Mentre le celebrazioni ufficiali di domani si svolgeranno con sobrietà e mestizia in ossequio al lutto nazionale proclamato dal governo per la morte di Papa Francesco, 17 diversi soggetti organizzatori propongono per i prossimi tre mesi “un’occasione per riflettere sull’oggi e preparare il domani”. Si parlerà infatti di guerra, totalitarismi e democrazie con molti ospiti, tra cui gli storici Emilio Gentile, Marco Mondini, Michela Ponzani e gli scrittori Benedetta Tobagi ed Enrico Camanni. Oltre venti le iniziative annunciate, tra le quali la messa in scena di uno spettacolo di Dario Fo e racconti a fumetti sui fatti della Resistenza bellunese.

 

“Dal 1945 a oggi si sono susseguite 5 generazioni: i baby boomers, la X, i millennials, la Z e la Alpha.

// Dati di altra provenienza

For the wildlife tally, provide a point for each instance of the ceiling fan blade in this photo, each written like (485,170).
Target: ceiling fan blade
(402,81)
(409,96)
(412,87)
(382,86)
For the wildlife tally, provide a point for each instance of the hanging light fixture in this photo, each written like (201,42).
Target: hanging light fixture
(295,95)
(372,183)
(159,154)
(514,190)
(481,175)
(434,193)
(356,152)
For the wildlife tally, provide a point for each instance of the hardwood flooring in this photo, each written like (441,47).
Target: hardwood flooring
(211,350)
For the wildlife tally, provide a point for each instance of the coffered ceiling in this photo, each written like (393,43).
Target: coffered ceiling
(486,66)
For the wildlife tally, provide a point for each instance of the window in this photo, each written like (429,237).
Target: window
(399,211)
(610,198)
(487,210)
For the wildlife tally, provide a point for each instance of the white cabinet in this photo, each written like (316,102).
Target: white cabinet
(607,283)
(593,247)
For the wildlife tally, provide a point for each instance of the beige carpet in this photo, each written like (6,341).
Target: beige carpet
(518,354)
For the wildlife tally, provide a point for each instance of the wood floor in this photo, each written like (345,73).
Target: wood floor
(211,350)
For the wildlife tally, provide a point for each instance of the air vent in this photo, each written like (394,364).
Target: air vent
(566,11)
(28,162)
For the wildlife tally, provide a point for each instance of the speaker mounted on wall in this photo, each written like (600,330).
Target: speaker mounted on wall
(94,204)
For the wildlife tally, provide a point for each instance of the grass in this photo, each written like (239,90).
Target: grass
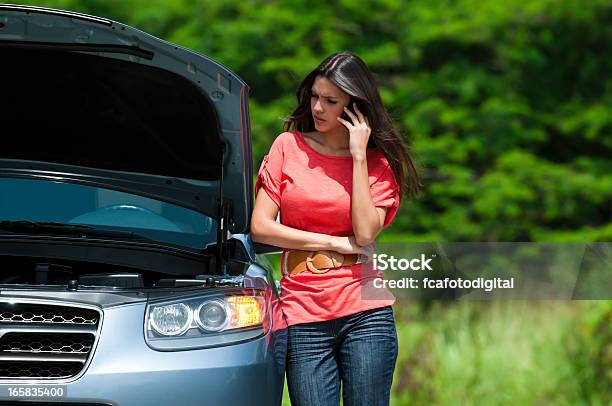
(500,353)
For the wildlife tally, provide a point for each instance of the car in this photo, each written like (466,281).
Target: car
(127,272)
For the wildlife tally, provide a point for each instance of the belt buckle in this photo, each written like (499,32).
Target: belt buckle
(322,261)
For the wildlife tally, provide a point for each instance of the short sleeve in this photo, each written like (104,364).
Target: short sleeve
(385,193)
(269,175)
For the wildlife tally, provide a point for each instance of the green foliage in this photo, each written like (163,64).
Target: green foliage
(500,353)
(505,103)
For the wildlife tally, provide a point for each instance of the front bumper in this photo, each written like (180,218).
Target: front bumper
(125,371)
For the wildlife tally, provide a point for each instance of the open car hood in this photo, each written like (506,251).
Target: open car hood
(92,101)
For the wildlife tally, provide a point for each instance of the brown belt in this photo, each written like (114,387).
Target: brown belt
(297,261)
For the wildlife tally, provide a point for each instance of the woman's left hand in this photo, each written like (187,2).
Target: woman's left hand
(359,132)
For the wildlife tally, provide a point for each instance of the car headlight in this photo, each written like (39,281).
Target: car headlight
(204,321)
(171,320)
(213,315)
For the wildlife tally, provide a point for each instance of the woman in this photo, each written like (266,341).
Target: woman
(336,176)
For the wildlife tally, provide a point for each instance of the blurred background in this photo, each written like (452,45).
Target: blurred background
(506,106)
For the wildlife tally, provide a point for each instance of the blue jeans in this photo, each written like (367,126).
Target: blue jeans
(360,350)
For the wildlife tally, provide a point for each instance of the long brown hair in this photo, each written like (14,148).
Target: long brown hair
(351,74)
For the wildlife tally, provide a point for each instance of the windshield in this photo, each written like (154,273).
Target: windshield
(48,201)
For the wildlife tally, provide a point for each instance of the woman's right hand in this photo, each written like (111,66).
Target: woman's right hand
(348,245)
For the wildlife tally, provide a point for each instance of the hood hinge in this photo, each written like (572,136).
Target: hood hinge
(222,219)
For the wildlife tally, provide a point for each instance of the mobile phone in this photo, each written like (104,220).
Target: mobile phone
(345,116)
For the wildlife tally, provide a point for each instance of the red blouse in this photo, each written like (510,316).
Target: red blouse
(313,192)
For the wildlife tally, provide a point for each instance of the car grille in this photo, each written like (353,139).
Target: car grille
(45,341)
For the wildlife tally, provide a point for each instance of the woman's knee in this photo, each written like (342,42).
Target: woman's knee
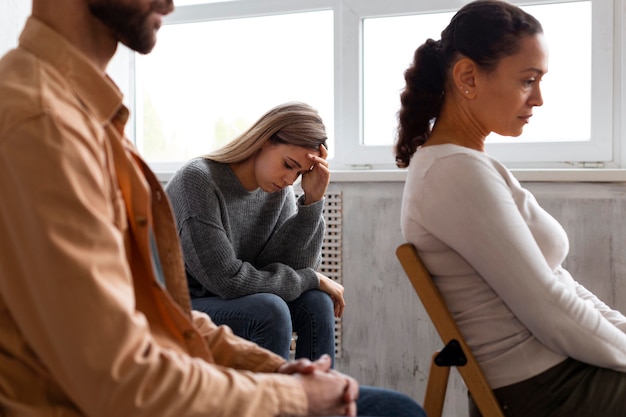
(273,311)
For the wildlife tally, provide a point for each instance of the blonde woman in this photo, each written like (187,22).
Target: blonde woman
(251,249)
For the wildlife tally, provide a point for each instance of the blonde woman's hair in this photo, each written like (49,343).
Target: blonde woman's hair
(292,123)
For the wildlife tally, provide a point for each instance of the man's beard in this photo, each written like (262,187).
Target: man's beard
(129,24)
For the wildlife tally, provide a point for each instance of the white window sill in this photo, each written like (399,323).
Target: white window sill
(523,175)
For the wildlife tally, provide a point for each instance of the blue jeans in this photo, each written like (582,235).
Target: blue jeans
(269,321)
(381,402)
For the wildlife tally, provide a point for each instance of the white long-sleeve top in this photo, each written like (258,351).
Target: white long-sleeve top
(496,257)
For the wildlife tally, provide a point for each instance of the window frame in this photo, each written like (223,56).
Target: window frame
(603,150)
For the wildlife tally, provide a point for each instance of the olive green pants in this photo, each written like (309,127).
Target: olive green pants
(569,389)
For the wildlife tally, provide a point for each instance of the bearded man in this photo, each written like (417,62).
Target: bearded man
(95,318)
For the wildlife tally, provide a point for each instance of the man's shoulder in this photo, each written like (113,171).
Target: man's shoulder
(29,87)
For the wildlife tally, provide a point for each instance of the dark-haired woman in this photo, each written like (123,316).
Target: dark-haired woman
(548,346)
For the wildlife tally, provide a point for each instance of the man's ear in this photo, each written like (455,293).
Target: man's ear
(464,76)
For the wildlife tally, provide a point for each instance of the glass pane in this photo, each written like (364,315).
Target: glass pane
(566,87)
(206,82)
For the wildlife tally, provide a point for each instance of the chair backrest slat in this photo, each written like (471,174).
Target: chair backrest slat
(446,326)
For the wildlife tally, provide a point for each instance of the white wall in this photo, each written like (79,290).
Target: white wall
(13,14)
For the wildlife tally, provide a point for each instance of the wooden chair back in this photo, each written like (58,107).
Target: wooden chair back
(455,351)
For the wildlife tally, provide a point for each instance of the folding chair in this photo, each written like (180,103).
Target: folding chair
(455,353)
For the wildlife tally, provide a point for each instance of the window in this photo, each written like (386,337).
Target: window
(218,66)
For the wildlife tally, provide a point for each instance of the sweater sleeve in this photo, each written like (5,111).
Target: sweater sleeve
(210,257)
(297,241)
(468,205)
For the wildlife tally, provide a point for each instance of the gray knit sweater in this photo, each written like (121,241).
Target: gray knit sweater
(237,242)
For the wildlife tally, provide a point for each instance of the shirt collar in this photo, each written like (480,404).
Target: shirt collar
(93,87)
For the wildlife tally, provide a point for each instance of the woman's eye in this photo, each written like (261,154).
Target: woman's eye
(530,82)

Quest’anno - scrive il PD Belluno Dolomiti sulla sua pagina Facebook - ha inizio la generazione Beta, quella contraddistinta dalla sfida dell’intelligenza artificiale. Ma cosa sono significati 80 anni e 5 generazioni? Che cos’è per noi oggi la guerra e quale filo ci unisce a quei giovani che persero la vita nella lotta per la libertà?

 

Qualche giorno fa ci siamo recati a La Spasema, casera dove si riunì la prima formazione partigiana del Bellunese. È stata l’anticipazione di una rassegna ricca di appuntamenti, che pubblicheremo a breve e che durerà dal 25 aprile al 25 luglio: l’80º anniversario della Liberazione dal nazifascismo. Saremo in tanti, e uniti, per celebrare la genesi della nostra democrazia, per rendere omaggio a chi l’ha procurata e per ragionare su come preservarla.

 

Saremo in ogni angolo della provincia con parole, immagini e suoni, in compagnia dei massimi studiosi della Resistenza a livello nazionale ma sempre immersi nei luoghi della nostra memoria e circondati da tutti i cittadini che vorranno celebrare insieme a noi la parola libertà”.